信息时间:2025-08-22阅读次数:

令狐楚:秋风走马出咸阳

              

秋风走马出咸阳

 

令狐楚(766年-837年),字悫士,号白云孺子 ,咸阳(今陕西咸阳)人,中唐文学家。令狐楚郡望敦煌,为初唐史学家令狐德棻之后,敦煌令狐氏应该在北周令狐整时就已移居咸阳了(令狐整、令狐德棻生平,已见前文发布)。令狐楚家世儒学,祖父令狐崇亮,曾任昌明县令;父亲令狐承简,任太原府功曹。这些都是较低级别的官职,不过其家学基础为令狐楚提供了优良的早年教育。

 

令狐楚自幼跟随父亲迁居太原。太原是唐政权的龙兴之地,当时亦称“北京”,号为重镇。令狐楚父亲终老于太原,他自己成长于太原、第一次任官也在太原,所以,他几乎视太原为故乡。
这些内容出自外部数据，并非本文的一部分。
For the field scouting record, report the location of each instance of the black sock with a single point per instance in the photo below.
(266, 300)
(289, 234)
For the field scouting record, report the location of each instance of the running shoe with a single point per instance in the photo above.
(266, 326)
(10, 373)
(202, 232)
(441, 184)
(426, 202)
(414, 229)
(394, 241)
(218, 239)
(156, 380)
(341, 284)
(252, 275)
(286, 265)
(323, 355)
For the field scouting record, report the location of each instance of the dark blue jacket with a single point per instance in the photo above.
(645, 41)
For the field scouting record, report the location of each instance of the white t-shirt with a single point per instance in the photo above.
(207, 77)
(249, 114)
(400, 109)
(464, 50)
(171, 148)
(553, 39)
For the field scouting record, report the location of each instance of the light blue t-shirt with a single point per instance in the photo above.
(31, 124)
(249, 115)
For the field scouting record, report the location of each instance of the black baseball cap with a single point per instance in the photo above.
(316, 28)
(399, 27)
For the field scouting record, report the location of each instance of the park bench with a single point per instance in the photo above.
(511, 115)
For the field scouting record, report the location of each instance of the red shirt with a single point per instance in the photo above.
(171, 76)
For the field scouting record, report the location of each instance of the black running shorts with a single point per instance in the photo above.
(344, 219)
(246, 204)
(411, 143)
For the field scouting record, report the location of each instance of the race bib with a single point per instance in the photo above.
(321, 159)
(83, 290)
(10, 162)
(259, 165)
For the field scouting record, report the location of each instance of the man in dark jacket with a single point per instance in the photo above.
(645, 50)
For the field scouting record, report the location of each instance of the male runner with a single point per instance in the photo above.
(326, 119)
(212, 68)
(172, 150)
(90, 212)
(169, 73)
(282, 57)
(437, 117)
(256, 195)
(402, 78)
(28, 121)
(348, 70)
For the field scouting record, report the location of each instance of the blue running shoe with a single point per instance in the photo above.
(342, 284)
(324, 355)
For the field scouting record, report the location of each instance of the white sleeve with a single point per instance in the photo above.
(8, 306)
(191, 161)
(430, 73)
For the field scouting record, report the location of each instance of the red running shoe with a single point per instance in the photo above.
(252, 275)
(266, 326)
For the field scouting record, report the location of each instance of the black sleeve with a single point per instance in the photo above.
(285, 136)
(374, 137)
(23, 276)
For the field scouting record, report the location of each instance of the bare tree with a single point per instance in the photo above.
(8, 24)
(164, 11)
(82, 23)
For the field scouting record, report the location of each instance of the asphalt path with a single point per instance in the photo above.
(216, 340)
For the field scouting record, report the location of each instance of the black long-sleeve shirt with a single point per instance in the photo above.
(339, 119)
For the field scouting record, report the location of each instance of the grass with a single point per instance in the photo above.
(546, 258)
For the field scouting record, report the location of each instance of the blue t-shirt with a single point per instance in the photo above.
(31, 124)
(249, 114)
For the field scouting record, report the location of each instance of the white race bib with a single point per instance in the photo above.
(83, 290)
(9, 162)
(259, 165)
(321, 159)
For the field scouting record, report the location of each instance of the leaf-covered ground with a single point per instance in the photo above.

令狐楚五岁能文,二十六岁中进士(贞元七年(791年)),第五名及第,优异的成绩说明他完全是同龄人中的翘楚。

 

中进士之后,在等待吏部铨选之时,桂管观察使王拱就向令狐楚抛来了橄榄枝,邀请他入幕。令狐楚不愿就职于遥远的南方,以父老为由拒绝,但为了表达谢意,他专程前往桂林。这一行为,既反映出令狐楚性格中稳重、重情的一面,也能说明他知情达变,具有官场生存的深厚潜力,他后来官居宰相,也当与此有关。

 

此后,令狐楚在太原的河东节度使幕府度过了十五年光阴。河东节度使历经李自良、李说、郑儋、严绶四任,令狐楚也从掌书记升职为节度判官,成为河东府的重要领导人。这期间,令狐楚文名大噪,他为河东节度府起草的奏折,赢得了爱好文义的唐德宗的高度赏识,最后居然到了每当太原奏折来,唐德宗即能辨识出令狐楚手笔的地步。这显然为后来令狐楚的迁升铺垫了重要阶梯。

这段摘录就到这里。